The wine, minstrel and rose are here, not the fair,
One can't feast without the darling, where is the dear?!
Hafiz! grieve not of autumnal blast, it withers at morn,
Be sensible, tell me, what rose is free of pricking thorn?
Fasting month is past, Fitr is come, hearts beat with glee,
We must ask for wine, for wine boils in the inn you see!,
The remorse of the dull boasters of faith, they break,
The time of dalliance and revelry has arrived, awake!
Why chide him who drinks wine with such vehemence?
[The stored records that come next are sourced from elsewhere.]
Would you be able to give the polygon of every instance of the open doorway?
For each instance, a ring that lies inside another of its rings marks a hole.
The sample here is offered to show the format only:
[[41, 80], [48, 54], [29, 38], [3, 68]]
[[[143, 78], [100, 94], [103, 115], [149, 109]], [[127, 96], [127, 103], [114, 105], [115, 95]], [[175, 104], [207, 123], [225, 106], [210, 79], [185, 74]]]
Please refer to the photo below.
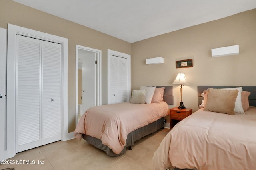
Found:
[[101, 51], [76, 45], [76, 125], [87, 109], [101, 105]]

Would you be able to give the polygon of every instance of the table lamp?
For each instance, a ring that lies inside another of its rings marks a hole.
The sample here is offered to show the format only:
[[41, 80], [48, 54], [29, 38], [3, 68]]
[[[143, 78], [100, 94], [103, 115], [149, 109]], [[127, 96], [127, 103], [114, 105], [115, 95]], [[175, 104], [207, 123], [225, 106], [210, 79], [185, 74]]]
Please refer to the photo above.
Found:
[[179, 109], [186, 109], [182, 102], [182, 86], [184, 85], [188, 85], [188, 83], [186, 80], [185, 74], [184, 73], [178, 73], [175, 80], [172, 84], [179, 84], [180, 86], [180, 105], [178, 108]]

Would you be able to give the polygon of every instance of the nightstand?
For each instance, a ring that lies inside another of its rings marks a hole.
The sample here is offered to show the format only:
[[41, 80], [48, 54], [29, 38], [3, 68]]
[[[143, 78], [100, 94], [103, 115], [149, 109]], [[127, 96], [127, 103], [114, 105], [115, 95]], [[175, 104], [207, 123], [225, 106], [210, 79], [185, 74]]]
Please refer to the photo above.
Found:
[[173, 127], [178, 121], [186, 118], [192, 113], [191, 109], [180, 109], [178, 107], [170, 109], [171, 112], [171, 128]]

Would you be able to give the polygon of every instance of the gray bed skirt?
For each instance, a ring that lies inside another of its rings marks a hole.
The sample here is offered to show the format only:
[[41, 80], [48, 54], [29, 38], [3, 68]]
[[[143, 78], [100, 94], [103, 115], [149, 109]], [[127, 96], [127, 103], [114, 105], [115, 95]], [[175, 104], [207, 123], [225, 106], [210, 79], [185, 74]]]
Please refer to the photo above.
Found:
[[133, 145], [136, 141], [140, 139], [142, 137], [157, 131], [161, 128], [163, 128], [164, 124], [164, 118], [162, 117], [154, 122], [129, 133], [127, 135], [126, 145], [124, 149], [121, 153], [117, 154], [114, 153], [108, 147], [102, 144], [100, 139], [85, 134], [83, 134], [83, 138], [90, 144], [105, 152], [108, 155], [117, 156], [124, 153], [126, 151], [127, 147]]

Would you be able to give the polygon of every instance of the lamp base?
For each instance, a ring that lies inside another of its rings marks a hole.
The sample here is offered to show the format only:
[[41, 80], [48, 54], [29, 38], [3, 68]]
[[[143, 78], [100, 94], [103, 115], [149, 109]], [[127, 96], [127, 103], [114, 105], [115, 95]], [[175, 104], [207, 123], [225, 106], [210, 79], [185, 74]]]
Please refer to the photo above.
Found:
[[180, 105], [178, 108], [179, 108], [179, 109], [180, 109], [186, 108], [184, 105], [183, 105], [183, 102], [180, 102]]

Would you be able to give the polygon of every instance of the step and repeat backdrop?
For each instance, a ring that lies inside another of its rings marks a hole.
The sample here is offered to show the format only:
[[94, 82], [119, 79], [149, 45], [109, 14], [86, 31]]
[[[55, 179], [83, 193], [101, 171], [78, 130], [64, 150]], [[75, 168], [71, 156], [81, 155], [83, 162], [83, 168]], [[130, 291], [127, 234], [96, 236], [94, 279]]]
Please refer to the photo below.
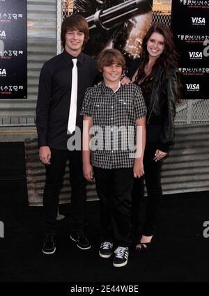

It is no fault to drink deep and to loose your sense;
To drink in open without fraud or mock diffidence
Is better than to fast by cunning and by pretense;
We neither befriend falsehood nor court discord,
Thus says the lord of mystery, thus speaks the lord.
Better to discard God's commandments and harm none,
And approve not what is unfair or not well done;
What if I and you drink cupfuls in dainty mood,
Wine is the blood of the grape, not of human blood.
What fault is there to drink when no wrong must disgrace,
And if one does amiss; what then? who is faultless?
When you hear the talk of people of heart say not you're at fault,
O heart-ravisher! you can't discern the learned, here lies the fault;
Neither to this world nor the next I would bow my head,
Blessed be God for such tumult lies not in my head;
I know not who lurks in my broken heart or by its door
That I am silent yet he am full of clamor and uproar;
My heart's secret has been exposed, Saqi where is your cot?
Sing a doleful note for my problem lies in the true note;
Had she not displayed her charming face to this world,
I would never be interested in the business of this world;
I haven't slept from a dream that ripens in my head,
A hundred nights I've been wine sick, where is the wine-house's gate?
So stained is the monastery from my heart's blood and blight,
That if you wash me in the wine, your action must be right;
They hold me dear in the Magian's cloister. Why?
Because a fire has been lit in my heart that never will die;
What dainty melody last night the deft minstrel played?
My life has expired but sill full of that music is my head.
Last night with music they announced my love to you. Devote
Hafiz' breast from desire still echoes with that lovely note.